Healthy Cooking classes will be held with parents at the participating schools. It is anticipated that at least one parent per child will participate. Healthy Cooking classes will also be taught to people with diabetes at the Diabetes Wellness Center and to the general population at different community events.
In collaboration with the MoE and Majuro Middle School, the Diabetes Wellness Center will arrange rallies, school assemblies, physical fitness competitions and several other events. To support the efforts being done at the schools, a nationwide multi-media awareness campaign will be implemented, using posters, newspapers, TV and radio. It is intended to raise awareness of healthy living.

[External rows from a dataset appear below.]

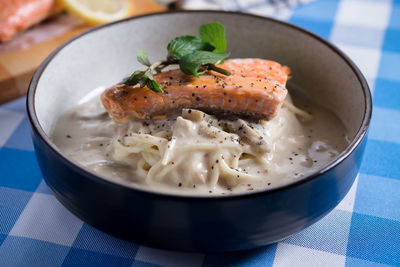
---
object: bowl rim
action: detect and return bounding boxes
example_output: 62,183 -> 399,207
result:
26,10 -> 372,201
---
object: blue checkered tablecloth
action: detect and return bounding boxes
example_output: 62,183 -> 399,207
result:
0,0 -> 400,266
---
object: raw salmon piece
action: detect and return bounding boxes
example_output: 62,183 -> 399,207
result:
101,59 -> 290,123
0,0 -> 61,42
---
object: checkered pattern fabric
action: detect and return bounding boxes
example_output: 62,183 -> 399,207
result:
0,0 -> 400,266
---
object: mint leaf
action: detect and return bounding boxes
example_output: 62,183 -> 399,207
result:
124,70 -> 145,86
199,22 -> 226,53
167,35 -> 214,60
136,49 -> 151,67
179,51 -> 229,77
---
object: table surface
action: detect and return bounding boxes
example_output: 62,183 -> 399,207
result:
0,0 -> 400,266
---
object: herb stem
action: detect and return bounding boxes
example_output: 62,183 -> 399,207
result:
207,64 -> 231,76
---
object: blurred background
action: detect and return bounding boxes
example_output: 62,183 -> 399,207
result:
0,0 -> 311,104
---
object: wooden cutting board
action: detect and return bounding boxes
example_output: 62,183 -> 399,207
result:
0,0 -> 165,104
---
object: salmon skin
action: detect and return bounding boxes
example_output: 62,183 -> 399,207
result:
101,58 -> 290,123
0,0 -> 61,42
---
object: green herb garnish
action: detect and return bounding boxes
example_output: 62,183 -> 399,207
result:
123,22 -> 231,92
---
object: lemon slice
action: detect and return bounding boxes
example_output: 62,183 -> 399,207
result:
59,0 -> 133,25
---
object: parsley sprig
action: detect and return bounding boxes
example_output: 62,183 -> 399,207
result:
123,22 -> 230,93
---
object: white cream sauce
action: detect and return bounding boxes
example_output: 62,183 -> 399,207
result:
52,92 -> 349,195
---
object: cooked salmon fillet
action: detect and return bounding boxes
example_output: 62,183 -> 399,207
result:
101,58 -> 290,123
0,0 -> 61,42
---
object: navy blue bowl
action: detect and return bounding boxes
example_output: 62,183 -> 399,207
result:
27,11 -> 372,252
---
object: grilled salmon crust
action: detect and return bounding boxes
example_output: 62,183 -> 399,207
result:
101,58 -> 290,123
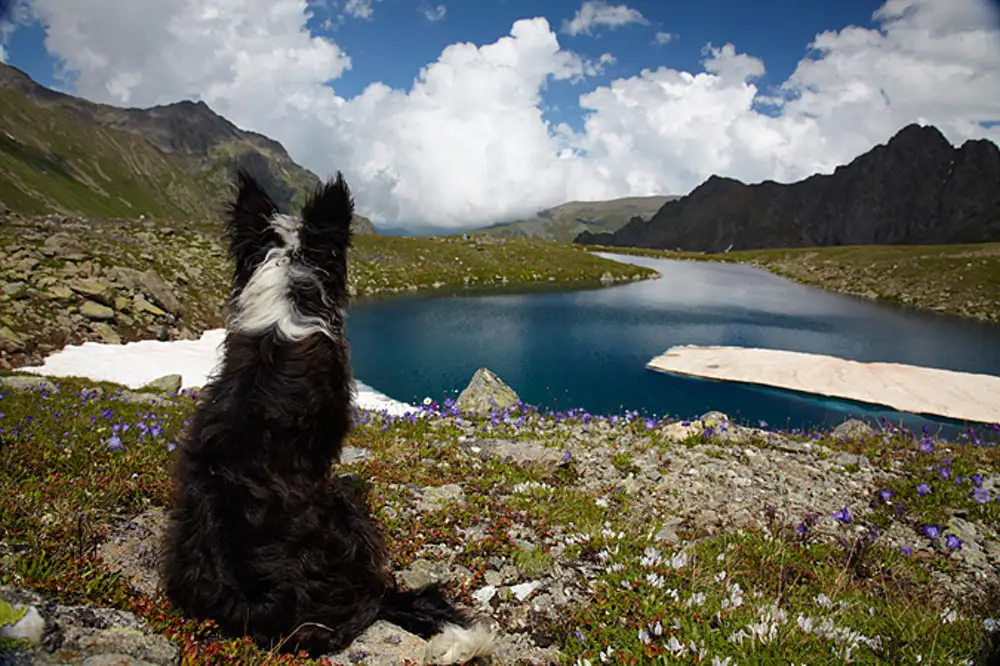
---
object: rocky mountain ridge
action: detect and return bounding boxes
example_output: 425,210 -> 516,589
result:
575,124 -> 1000,252
473,196 -> 679,242
0,64 -> 375,233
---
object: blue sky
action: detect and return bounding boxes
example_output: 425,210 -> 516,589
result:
0,0 -> 1000,227
7,0 -> 881,128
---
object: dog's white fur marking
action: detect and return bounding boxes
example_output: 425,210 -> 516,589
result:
229,215 -> 334,342
424,624 -> 495,664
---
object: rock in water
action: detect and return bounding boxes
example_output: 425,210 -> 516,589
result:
455,368 -> 521,414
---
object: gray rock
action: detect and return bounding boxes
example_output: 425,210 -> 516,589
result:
417,483 -> 465,511
97,509 -> 167,597
699,412 -> 730,425
132,295 -> 167,317
832,419 -> 875,440
80,301 -> 115,321
139,374 -> 184,393
463,439 -> 572,464
68,278 -> 115,306
44,284 -> 75,301
340,446 -> 372,465
0,326 -> 26,354
833,452 -> 871,467
399,560 -> 452,588
0,375 -> 59,393
455,368 -> 521,415
121,391 -> 170,405
90,321 -> 122,345
41,233 -> 90,261
0,587 -> 180,666
327,620 -> 427,666
2,282 -> 28,298
139,269 -> 181,315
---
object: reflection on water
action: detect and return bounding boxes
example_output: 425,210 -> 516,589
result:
348,255 -> 1000,434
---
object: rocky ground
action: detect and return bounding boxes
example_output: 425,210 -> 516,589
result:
0,211 -> 653,369
0,372 -> 1000,666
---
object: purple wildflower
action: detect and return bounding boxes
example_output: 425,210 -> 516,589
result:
833,506 -> 851,525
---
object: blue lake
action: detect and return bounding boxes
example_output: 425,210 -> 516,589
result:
348,255 -> 1000,432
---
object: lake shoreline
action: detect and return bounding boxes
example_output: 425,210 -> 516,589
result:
646,345 -> 1000,424
586,243 -> 1000,323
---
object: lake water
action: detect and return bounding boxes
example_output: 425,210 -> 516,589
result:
348,255 -> 1000,430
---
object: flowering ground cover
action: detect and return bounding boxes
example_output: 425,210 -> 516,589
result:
0,378 -> 1000,666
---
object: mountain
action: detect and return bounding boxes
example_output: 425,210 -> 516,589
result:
575,124 -> 1000,252
473,196 -> 677,241
0,63 -> 375,233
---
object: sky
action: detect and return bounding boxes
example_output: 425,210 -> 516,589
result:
0,0 -> 1000,229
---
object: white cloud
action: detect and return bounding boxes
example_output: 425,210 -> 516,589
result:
420,5 -> 448,23
562,0 -> 649,35
653,32 -> 677,46
17,0 -> 1000,227
344,0 -> 374,20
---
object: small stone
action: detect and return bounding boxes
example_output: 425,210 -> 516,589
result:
132,296 -> 167,317
0,601 -> 45,647
44,284 -> 75,301
80,301 -> 115,320
0,375 -> 59,393
340,446 -> 372,465
417,483 -> 465,511
832,419 -> 875,440
0,326 -> 26,354
455,368 -> 521,415
90,321 -> 122,345
139,374 -> 184,393
833,452 -> 871,468
2,282 -> 28,299
510,580 -> 542,601
139,269 -> 181,314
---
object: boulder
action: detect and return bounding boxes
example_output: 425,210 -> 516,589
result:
455,368 -> 521,415
139,374 -> 184,393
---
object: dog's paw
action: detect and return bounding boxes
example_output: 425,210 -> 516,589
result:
424,624 -> 495,666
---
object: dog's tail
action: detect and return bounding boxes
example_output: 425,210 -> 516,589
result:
378,583 -> 494,664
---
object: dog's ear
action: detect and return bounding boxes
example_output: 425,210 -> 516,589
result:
226,167 -> 278,277
301,171 -> 354,265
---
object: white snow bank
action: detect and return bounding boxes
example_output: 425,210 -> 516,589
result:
18,328 -> 416,415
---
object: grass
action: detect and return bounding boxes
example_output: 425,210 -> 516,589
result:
0,217 -> 656,358
589,243 -> 1000,321
0,379 -> 1000,665
0,90 -> 212,219
349,236 -> 656,295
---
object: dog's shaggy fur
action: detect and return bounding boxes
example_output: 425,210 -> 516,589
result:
163,171 -> 491,663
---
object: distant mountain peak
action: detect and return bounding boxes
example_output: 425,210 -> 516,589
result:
576,123 -> 1000,252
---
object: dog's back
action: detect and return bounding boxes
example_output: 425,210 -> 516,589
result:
163,172 -> 490,663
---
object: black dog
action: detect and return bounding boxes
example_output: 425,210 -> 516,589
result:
163,171 -> 492,663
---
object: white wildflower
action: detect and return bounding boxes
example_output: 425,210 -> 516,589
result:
685,592 -> 705,606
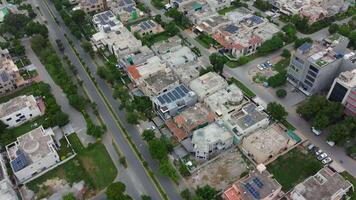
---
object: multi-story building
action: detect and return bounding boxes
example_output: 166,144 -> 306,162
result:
327,69 -> 356,116
222,165 -> 282,200
204,84 -> 244,117
0,154 -> 19,200
152,85 -> 198,120
192,121 -> 234,160
79,0 -> 107,13
287,34 -> 349,95
189,72 -> 228,101
288,167 -> 354,200
0,95 -> 45,128
6,126 -> 60,183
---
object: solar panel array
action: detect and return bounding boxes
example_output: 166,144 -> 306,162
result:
11,150 -> 28,172
253,177 -> 263,188
157,85 -> 189,104
245,183 -> 260,199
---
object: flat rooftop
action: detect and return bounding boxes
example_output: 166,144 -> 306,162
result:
189,72 -> 228,100
174,103 -> 215,132
204,84 -> 244,116
224,170 -> 281,200
6,126 -> 55,172
0,95 -> 37,118
228,103 -> 268,130
291,167 -> 352,199
241,124 -> 296,164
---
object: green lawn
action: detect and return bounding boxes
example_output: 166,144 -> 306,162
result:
267,148 -> 323,192
218,6 -> 237,15
26,134 -> 117,197
341,171 -> 356,200
229,78 -> 256,98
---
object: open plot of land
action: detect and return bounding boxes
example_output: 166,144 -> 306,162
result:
187,149 -> 247,190
267,147 -> 323,192
26,134 -> 117,196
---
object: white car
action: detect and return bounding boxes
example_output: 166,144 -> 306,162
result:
318,153 -> 328,160
312,127 -> 321,135
321,157 -> 333,165
326,141 -> 335,147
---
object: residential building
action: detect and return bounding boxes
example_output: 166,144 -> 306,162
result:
138,68 -> 179,97
161,46 -> 198,67
92,10 -> 124,33
173,103 -> 215,134
0,95 -> 45,128
206,0 -> 231,11
287,34 -> 349,95
189,72 -> 228,101
223,103 -> 269,138
79,0 -> 107,13
241,124 -> 301,165
131,19 -> 164,36
0,154 -> 19,200
204,84 -> 246,117
151,36 -> 182,55
6,126 -> 60,183
288,167 -> 354,200
195,15 -> 231,35
222,165 -> 282,200
327,69 -> 356,116
126,56 -> 167,82
152,84 -> 198,120
171,60 -> 205,85
192,121 -> 234,160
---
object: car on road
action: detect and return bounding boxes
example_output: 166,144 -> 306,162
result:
326,141 -> 335,147
315,149 -> 323,156
312,127 -> 321,136
317,153 -> 328,160
321,157 -> 333,165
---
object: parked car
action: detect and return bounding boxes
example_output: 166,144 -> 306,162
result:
308,144 -> 315,151
315,149 -> 323,156
321,157 -> 333,165
326,141 -> 335,147
312,127 -> 321,136
318,153 -> 328,160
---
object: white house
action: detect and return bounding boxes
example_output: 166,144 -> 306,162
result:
0,95 -> 44,127
6,126 -> 60,183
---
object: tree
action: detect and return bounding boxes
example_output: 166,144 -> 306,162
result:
267,102 -> 288,121
180,189 -> 192,200
72,10 -> 86,26
106,182 -> 132,200
195,185 -> 218,200
142,129 -> 156,142
82,40 -> 95,57
209,53 -> 227,74
141,195 -> 152,200
148,139 -> 168,161
328,23 -> 339,34
276,89 -> 287,98
63,193 -> 75,200
159,159 -> 179,182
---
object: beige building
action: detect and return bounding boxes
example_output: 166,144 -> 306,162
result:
79,0 -> 107,13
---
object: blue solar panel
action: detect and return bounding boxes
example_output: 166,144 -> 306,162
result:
11,150 -> 28,172
172,90 -> 181,99
167,92 -> 176,101
176,87 -> 185,97
180,85 -> 189,93
162,94 -> 172,103
157,96 -> 164,104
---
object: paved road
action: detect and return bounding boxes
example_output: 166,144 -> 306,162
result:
29,1 -> 168,199
34,0 -> 184,200
22,39 -> 92,143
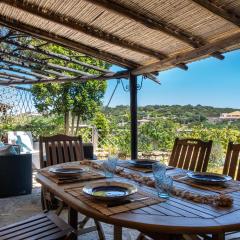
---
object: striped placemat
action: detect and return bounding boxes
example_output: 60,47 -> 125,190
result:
39,169 -> 105,184
118,161 -> 174,173
172,174 -> 240,194
65,186 -> 166,216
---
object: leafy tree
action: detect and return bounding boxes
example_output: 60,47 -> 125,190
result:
29,43 -> 110,133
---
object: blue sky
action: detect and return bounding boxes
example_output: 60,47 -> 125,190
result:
104,50 -> 240,108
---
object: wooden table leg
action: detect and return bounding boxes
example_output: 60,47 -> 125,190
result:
68,207 -> 78,239
113,225 -> 122,240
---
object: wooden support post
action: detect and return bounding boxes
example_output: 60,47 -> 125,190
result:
68,207 -> 78,240
113,225 -> 122,240
129,74 -> 138,159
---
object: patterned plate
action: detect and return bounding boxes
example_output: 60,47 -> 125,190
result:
49,167 -> 84,177
129,159 -> 158,168
83,181 -> 138,201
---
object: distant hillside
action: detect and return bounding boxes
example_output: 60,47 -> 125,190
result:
104,105 -> 239,122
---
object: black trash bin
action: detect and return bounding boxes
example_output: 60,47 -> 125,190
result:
0,154 -> 32,197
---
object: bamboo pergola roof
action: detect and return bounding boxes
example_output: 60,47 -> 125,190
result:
0,0 -> 240,83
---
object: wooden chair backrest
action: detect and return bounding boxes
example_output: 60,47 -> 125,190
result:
223,142 -> 240,180
39,134 -> 84,168
169,138 -> 212,172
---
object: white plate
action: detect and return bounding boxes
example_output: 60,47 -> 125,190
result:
129,159 -> 158,168
187,172 -> 232,185
83,181 -> 138,201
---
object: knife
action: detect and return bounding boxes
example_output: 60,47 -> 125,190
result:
107,197 -> 149,207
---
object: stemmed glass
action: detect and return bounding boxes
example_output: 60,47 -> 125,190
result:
102,148 -> 118,178
152,163 -> 173,198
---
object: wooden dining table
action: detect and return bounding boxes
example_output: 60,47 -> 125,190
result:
36,161 -> 240,240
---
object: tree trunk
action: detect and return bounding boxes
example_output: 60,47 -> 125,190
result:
75,114 -> 80,135
64,112 -> 69,135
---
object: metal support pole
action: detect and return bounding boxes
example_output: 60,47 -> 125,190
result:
129,74 -> 138,159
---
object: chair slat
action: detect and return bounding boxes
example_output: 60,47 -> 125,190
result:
56,141 -> 64,163
178,145 -> 188,168
223,142 -> 233,175
228,149 -> 240,178
223,142 -> 240,180
195,146 -> 206,172
63,141 -> 70,162
40,134 -> 84,166
45,142 -> 53,166
51,141 -> 58,165
68,141 -> 75,162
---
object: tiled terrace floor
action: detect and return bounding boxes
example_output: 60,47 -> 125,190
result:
0,172 -> 138,240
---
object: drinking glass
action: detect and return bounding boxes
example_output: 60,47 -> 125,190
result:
153,163 -> 173,198
102,151 -> 118,178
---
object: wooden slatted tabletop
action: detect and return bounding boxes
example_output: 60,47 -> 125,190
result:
36,160 -> 240,239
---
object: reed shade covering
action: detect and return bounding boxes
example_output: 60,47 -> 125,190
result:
173,174 -> 240,194
0,0 -> 240,75
39,169 -> 105,184
65,186 -> 165,216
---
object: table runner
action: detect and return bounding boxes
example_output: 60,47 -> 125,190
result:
39,169 -> 105,184
118,162 -> 152,173
65,186 -> 166,216
173,174 -> 240,194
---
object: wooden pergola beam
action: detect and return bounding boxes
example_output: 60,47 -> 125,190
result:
0,16 -> 139,68
0,50 -> 93,76
0,71 -> 129,86
0,64 -> 48,78
0,72 -> 36,81
131,33 -> 240,75
3,38 -> 110,72
2,0 -> 172,59
0,57 -> 52,78
85,0 -> 224,60
192,0 -> 240,27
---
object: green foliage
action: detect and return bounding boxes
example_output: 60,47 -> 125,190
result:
139,120 -> 179,151
31,40 -> 110,128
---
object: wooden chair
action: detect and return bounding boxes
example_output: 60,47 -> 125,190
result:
169,138 -> 212,172
39,134 -> 84,168
0,213 -> 76,240
223,142 -> 240,181
39,134 -> 105,239
39,134 -> 84,212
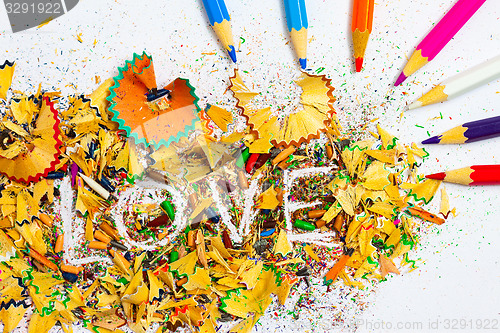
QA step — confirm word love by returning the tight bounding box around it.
[55,167,334,265]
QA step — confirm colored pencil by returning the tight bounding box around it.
[351,0,375,72]
[408,56,500,110]
[394,0,486,86]
[284,0,309,69]
[203,0,236,62]
[425,164,500,185]
[422,116,500,144]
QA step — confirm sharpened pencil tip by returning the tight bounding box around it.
[299,58,307,69]
[422,136,441,145]
[227,45,236,63]
[355,57,363,73]
[425,172,446,180]
[394,72,407,87]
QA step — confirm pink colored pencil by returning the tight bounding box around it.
[394,0,486,86]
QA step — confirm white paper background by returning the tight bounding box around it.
[0,0,500,332]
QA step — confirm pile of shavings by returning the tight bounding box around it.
[0,59,458,333]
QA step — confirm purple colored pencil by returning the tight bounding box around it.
[422,116,500,144]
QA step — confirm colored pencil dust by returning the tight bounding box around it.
[284,0,309,69]
[422,116,500,144]
[394,0,486,86]
[425,165,500,185]
[408,56,500,110]
[203,0,236,62]
[351,0,375,72]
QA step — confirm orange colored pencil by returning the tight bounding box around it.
[351,0,375,72]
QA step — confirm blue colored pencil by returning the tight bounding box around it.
[284,0,309,69]
[203,0,236,62]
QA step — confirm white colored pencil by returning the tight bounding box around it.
[408,56,500,110]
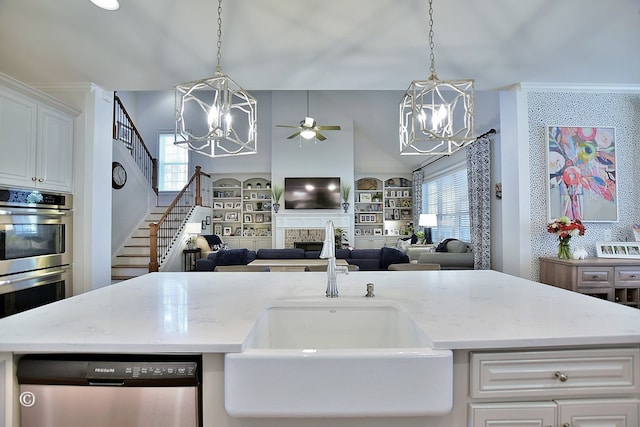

To assess the impact of the project, the teachers will administer a KAP-study to the children before and after the project to assess the impact on the children's level of knowledge, attitudes and practices with regard to healthy lifestyle and the risks of unhealthy living. The Diabetes Wellness Center will in addition measure project impact by assessing BMI and blood sugar levels of the target group at different stages of the project.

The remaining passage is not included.